Though they are smaller in number, some community members have come forward to defend Niezgoda. They stress that she is kind, hard working, and well intentioned. “I’m sure it’s all true,” Chavez says. “But you can be lovely and sweet and kind and still complicit and unaware of systematic racism and gentrification. There are lots of people that work long and hard — that doesn’t make this person special, and it doesn’t give her a pass for such an incredible display of ignorance. It’s a very sad situation all around.”
“This is mob mentality,” Wilson says of the backlash. “You shouldn’t be able to scare someone out of what they’ve been working on for a year and a half based on a two-minute video. It’s too easy these days to forget that the person you’re bashing on the internet is an actual, real person. Granted, she didn’t go about it the right way, and she comes across as living in a bubble. But she can’t even walk down the street in Barrio Logan.
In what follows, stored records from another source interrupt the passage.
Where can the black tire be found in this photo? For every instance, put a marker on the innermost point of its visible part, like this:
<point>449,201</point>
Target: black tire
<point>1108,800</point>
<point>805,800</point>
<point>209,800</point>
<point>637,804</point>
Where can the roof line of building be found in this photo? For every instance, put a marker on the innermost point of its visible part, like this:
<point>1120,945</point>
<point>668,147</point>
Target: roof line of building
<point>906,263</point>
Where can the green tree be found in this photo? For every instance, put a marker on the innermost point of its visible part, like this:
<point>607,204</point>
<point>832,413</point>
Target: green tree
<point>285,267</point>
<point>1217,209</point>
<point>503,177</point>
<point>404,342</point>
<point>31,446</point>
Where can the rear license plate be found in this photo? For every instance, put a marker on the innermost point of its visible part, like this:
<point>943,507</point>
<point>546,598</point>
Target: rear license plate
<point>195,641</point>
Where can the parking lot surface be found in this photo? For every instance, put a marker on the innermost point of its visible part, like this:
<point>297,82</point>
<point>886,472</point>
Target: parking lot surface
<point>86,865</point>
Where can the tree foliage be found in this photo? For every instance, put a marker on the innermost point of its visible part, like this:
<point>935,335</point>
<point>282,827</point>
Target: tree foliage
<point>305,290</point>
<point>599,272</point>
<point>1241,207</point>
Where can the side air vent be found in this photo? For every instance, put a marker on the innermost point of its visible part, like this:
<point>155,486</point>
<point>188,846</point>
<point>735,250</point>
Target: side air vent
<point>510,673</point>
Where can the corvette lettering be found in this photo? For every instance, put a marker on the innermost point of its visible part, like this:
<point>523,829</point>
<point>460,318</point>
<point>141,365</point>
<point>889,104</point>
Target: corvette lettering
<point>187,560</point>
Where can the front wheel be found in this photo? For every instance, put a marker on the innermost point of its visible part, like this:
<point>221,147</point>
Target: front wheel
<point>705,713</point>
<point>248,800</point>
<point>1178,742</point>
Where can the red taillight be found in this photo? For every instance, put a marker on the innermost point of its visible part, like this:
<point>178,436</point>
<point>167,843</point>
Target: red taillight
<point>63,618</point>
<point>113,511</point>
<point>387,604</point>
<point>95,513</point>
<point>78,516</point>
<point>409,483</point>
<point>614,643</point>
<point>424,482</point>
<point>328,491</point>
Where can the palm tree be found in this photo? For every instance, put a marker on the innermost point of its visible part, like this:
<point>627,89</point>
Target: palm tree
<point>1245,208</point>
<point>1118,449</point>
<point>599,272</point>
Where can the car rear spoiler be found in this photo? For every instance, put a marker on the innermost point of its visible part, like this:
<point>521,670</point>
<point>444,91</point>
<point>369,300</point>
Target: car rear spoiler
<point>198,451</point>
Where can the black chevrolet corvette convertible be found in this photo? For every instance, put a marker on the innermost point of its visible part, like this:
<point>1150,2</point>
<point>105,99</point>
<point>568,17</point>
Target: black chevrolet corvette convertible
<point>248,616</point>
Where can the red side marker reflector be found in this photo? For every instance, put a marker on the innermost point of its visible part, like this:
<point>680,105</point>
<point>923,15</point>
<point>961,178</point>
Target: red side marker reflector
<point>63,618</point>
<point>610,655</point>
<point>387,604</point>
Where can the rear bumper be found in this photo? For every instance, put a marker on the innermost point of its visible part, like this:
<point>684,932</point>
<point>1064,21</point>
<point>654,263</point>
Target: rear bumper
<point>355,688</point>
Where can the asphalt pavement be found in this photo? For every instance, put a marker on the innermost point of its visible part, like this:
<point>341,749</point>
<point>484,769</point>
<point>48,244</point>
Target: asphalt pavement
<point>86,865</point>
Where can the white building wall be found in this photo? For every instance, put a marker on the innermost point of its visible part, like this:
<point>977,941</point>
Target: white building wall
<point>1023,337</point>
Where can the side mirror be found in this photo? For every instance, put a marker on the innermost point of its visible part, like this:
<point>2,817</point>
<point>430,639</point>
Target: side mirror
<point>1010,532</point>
She can’t even go to her space that she’s paying for.”
Two days after launching and canceling her Kickstarter campaign, Niezgoda, who has refrained from speaking to the press, issued this statement: “I deeply apologize that the video I created to showcase a project that is near and dear to my heart, offended anyone. It was never my intention. After much consideration, I have decided not to move forward with the opening of La Gracia in Barrio Logan. I’m saddened to hear and see many of the comments I’ve received over the course of the past 48 hours; but I also understand and respect their perspective. I have taken the time to listen to the concerns from each and every community member across multiple platforms. I simply hoped to be given a chance to create a small business powered by San Diego women, that provides opportunities to learn, engage, enjoy and grow in Barrio Logan.
“I remain passionate, committed and dedicated to building a place that offers vibrant, healthy and delicious food to San Diego as a whole. I believe in hiring an incredible team of diverse people that represent the cultural richness of San Diego and I believe in giving back to the community in which I live, work and hope to do business.”
Despite taking issue with Niezgoda’s handling of her business concept, Chavez says, “It never feels good to see someone’s hopes and dreams literally implode.”
As for Niezgoda, Wilson, who has spoken to her recently, relays, “She told me she’s hanging in there.”